Thursday, June 8, 2017

Almost Equal To (review)

Spoilers ahoy!

Been going to see plays and performances at Santa Monica's City Garage for about a year now, and must say in general I like their repertoire very much.  My term for much of what they do is "Theatre of Dreams."  Rather than anything really linear, we experience something with the logic of dreams, sometimes as if a dream is precisely what we're viewing.  Almost Equal To by Jonas Hassen Khemiri takes this idea into another iteration, in which the characters share not only what is happening in the real world (or what we call "real") but some of their minds.

Which almost makes this a naturalistic work, by City Garage standards.  Almost.

Forgive me for talking about style instead of substance.  In this case (often the case with really good theatre) the two end up entwined.  A part time economics professor (Andrew Loviska) begins literally with a description of falling.  He seeks to make his students see the subject as fascinating, filled with the life story of extraordinary, eccentric, very real human beings--including a former chocolates manufacturer named Van Houten (Bo Roberts) who walked away from vast commercial success to spend the rest of his life learning.  Therein lies a clue about the play's subject.  Two in fact.  The falling, and the dissatisfaction, coupled with an attempt to understand it in rational, even academic terms.

What follows at first seems like an almost disconnected series of sketches about characters who have little in common save their interest in economics as a set of ideas--most of whom simply fail at achieving what they want.  All of them end up demonstrating how the current system fundamentally fails on a human level.  The most financially successful individual is a homeless man named Peter (Johanny Paulino) who apparently is anything but homeless, yet by artful pretense makes a good living.  Martina (Lindsay Plake) meanwhile dreams of a radically new world and life, seemingly to no avail, slowly succumbing to the hyper-materialistic, ethics-free voice in her head (Natasha St.
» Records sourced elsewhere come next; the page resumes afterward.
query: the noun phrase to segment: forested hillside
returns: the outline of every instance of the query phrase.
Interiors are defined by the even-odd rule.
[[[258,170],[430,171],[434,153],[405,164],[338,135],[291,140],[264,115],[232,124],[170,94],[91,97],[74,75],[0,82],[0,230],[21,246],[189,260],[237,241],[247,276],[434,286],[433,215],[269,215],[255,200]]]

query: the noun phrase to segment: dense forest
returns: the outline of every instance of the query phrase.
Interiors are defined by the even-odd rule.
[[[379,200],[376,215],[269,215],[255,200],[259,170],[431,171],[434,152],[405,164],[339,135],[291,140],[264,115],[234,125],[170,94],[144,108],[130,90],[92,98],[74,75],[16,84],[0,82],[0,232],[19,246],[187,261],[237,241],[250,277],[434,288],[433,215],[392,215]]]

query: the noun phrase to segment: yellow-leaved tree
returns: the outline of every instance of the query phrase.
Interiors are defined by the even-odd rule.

Clair-Johnson) who sometimes shares the stage with her.  A boy (Jeffrey Gardner) feels compassion and generosity, hence in effect robs himself and then finds himself beaten up by his older brother as part of a "rescue" of the money lost.  This makes perfect sense given the way their mother (Sandy Mansson) raised them, with frugality worshiped above joy.  Later we get a glimpse of a strange episode involving a woman (Ann Bronston) who might have just tried to commit murder to get her job back.

All of this and more becomes clearly more than coincidence and theme as the second act begins, when we see just how much these character intersect within each others' lives. The web which twists them, threatening sanity and safety--threats they often see, and sometimes clearly understand if not quite finding a way to escape--becomes more than theatrical motif.  What brings so much harm to these characters proves a pervasive system, a set of values and institutions encouraging the very worst in each of them.  And in us.  Paranoia.  Violence.  Dishonesty, especially to oneself.  Hopelessness--not only as an emotion but a fact.  Yet not presented as a dirge or lecture, but almost a poem.  A sad, disturbing, touching poem.  Not, as it happens, an unusual facet in productions directed by Frederique Michel.

Almost Equal To plays Fridays and Saturdays at 8pm and Sundays at 3pm until July 2, 2017 at the City Garage, Building T1, Bergamot Station, 2525 Michigan Avenue, Santa Monica CA 90404.